Basic blocks are series of instructions that are always executed consequently, without interruptions. In other words, a basic block may only contain a single Label instruction, that must be its first instruction. And also only a single Branch instruction (if any), that is always its last instruction.

Below is a complete control-flow graph for the example program. Each node is a basic block. Notice that not all blocks end with a branch, or start with a label. All the branches are conditional, meaning that based on the previous comparison a branch is either taken or ignored.

control flow graph

The numbers in brackets are the possible values of x at the end of the block from which the corresponding edge originates.

This control-flow graph is finally suitable for the analysis we wanted to implement all along.

The algorithm constructing this graph is based on finding lead instructions, which are either branches, or the targets of branches. Once all leads are discovered, the program can be split into basic blocks, where each basic block starts with a lead instruction. Here is the implementation.

Data Flow Analysis

Remember, that the reason we did all the above, is to calculate all the possible values of x at the end of the program, no matter what values the conditions array contains.
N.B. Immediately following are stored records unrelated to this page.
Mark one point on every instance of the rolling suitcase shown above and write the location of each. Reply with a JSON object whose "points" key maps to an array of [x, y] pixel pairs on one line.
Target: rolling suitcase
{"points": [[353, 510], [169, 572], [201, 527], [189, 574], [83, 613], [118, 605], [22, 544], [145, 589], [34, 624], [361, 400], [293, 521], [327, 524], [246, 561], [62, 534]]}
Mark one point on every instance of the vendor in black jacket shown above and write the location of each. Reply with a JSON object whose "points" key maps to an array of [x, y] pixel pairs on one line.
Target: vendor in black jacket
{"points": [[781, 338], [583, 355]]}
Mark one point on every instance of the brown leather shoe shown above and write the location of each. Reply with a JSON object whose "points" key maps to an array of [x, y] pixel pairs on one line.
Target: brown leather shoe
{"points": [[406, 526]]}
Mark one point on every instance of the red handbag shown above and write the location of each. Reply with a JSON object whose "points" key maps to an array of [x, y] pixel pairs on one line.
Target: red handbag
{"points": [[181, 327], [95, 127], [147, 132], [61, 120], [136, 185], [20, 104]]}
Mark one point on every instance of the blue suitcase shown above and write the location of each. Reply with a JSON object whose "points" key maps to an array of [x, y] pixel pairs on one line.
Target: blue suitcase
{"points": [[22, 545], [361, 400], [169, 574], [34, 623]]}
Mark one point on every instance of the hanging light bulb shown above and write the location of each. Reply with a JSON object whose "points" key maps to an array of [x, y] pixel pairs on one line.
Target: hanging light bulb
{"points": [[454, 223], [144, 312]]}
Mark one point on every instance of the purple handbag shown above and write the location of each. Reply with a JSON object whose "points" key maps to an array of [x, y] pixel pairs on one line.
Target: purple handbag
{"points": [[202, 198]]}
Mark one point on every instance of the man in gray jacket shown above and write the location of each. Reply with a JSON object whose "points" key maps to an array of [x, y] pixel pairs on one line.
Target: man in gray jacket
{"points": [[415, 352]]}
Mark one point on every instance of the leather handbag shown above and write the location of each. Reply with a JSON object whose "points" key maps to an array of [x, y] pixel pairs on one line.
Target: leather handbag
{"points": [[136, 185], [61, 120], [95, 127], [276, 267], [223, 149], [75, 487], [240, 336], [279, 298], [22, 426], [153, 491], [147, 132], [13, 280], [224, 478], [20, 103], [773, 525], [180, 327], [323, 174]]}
We are interested in what possible values of x are at the beginning and end of each basic block.

Note the two properties of each basic block:

  1. If a block assigns the x variable, then at the end of the block x equals the assigned value, irrespective of the possible x values at the beginning of the block.
  2. If a block doesn’t assign a value to x, then the list of possible values is inherited from all the immediate ancestors of the basic block.

So each basic block has an associated list of possible values of x at the end of that block. This type of analysis is called reaching definitions analysis. Meaning that we want to answer the question: which definitions can reach a particular point in the program?

As each basic block depends on its ancestors, this analysis lends itself to a recursive algorithm. Notice, however, that our input programs never contain loops, nor do they compute the values of x, and, thankfully, they don’t compute the conditional expressions. If they did any of this, the algorithm would become more complicated, as would the intermediate representation. But still the architecture outlined above would remain the same.

The resulting algorithm is very short and can be found here. It caches the results of recursive calls so that the same values don’t get recomputed over and over again.

Conclusion

This interview problem is interesting, as it covers a lot of ground without requiring too much time to complete. It also shows how a seemingly complex problem can be solved easily and efficiently by using the right representation and decomposition.